MPI over 40Gb Ethernet

May 10, 2014 - 4 Comments

Half-round-trip ping-pong latency may be the first metric that everyone looks at with MPI in HPC, but bandwidth is one of the next metrics examined.

40Gbps Ethernet has been available for switch-to-switch links for quite a while, and 40Gbps NICs are starting to make their way down to the host.

How does MPI perform with a 40Gbps NIC?

The graph below shows the latency and bandwidth results of a NetPIPE 3.7.1 run with Open MPI 1.8.1 over a pair of Cisco UCS C240 M3 servers (with Intel Xeon E5-2690 (v1) “Sandy Bridge” chips at 2.9Ghz), each with a 2x40Gbps Cisco 1285 VIC using the Cisco low-latency usNIC driver stack, connected back-to-back.

Click to see full size

Click to see a scalable PDF version

You can see that the HRT PP latency starts at 1.93us, and the bandwidth reaches 37.23Gbps.


In an effort to keep conversations fresh, Cisco Blogs closes comments after 60 days. Please visit the Cisco Blogs hub page for the latest content.

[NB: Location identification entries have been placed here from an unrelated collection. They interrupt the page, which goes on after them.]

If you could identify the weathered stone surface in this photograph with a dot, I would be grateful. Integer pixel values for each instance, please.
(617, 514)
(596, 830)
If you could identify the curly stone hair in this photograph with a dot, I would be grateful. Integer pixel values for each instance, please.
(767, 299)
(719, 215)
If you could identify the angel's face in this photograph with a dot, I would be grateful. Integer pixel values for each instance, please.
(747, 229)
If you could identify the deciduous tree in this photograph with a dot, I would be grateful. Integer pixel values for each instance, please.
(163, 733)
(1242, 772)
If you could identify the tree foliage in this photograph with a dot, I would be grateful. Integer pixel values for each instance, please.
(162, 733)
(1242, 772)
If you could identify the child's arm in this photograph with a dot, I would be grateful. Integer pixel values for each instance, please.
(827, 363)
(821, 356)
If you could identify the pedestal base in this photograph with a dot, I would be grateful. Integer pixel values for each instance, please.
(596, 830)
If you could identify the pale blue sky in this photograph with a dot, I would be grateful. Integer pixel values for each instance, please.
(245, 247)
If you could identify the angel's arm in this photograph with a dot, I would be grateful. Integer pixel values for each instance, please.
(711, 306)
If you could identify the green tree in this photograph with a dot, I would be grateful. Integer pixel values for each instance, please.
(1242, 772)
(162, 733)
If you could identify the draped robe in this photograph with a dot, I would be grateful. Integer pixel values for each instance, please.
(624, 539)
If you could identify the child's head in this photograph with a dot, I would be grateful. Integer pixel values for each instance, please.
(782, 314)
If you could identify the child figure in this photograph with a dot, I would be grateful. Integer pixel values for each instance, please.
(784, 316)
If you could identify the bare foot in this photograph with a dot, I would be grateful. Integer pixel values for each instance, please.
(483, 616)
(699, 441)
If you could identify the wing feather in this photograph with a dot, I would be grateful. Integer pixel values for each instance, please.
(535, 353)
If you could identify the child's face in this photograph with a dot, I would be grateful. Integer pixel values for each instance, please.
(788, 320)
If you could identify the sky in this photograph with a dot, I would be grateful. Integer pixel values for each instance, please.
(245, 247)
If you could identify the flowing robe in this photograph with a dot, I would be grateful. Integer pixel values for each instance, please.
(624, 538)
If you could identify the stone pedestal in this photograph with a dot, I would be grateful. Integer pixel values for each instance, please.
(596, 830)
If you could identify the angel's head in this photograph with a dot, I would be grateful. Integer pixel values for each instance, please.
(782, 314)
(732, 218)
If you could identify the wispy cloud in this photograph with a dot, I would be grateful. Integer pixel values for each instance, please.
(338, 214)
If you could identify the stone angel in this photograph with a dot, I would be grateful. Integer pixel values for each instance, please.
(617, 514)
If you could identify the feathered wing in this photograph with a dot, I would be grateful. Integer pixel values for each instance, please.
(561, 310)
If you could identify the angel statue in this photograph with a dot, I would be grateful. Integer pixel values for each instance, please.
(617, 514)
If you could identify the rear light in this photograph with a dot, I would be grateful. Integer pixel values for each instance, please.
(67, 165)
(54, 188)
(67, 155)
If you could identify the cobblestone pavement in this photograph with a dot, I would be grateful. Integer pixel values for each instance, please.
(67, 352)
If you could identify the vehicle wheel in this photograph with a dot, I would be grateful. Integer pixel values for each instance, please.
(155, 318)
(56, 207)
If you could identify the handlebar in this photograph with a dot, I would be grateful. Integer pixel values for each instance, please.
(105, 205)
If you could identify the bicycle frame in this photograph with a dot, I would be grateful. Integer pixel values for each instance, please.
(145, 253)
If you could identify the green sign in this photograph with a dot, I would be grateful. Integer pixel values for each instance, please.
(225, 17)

  1. How’s the MPI-3 RMA perf?

    • To be honest, I haven’t benchmarked it.

      Who uses that RMA stuff, anyway? 😉

  2. What’s the MTU ? (to compute the actual max data rate)

    • For this graph, the MTU on both interfaces was 9000.

      I should also mention that the underlying transport that the usNIC stack uses is UDP (via operating system bypass — not via the Linux UDP stack).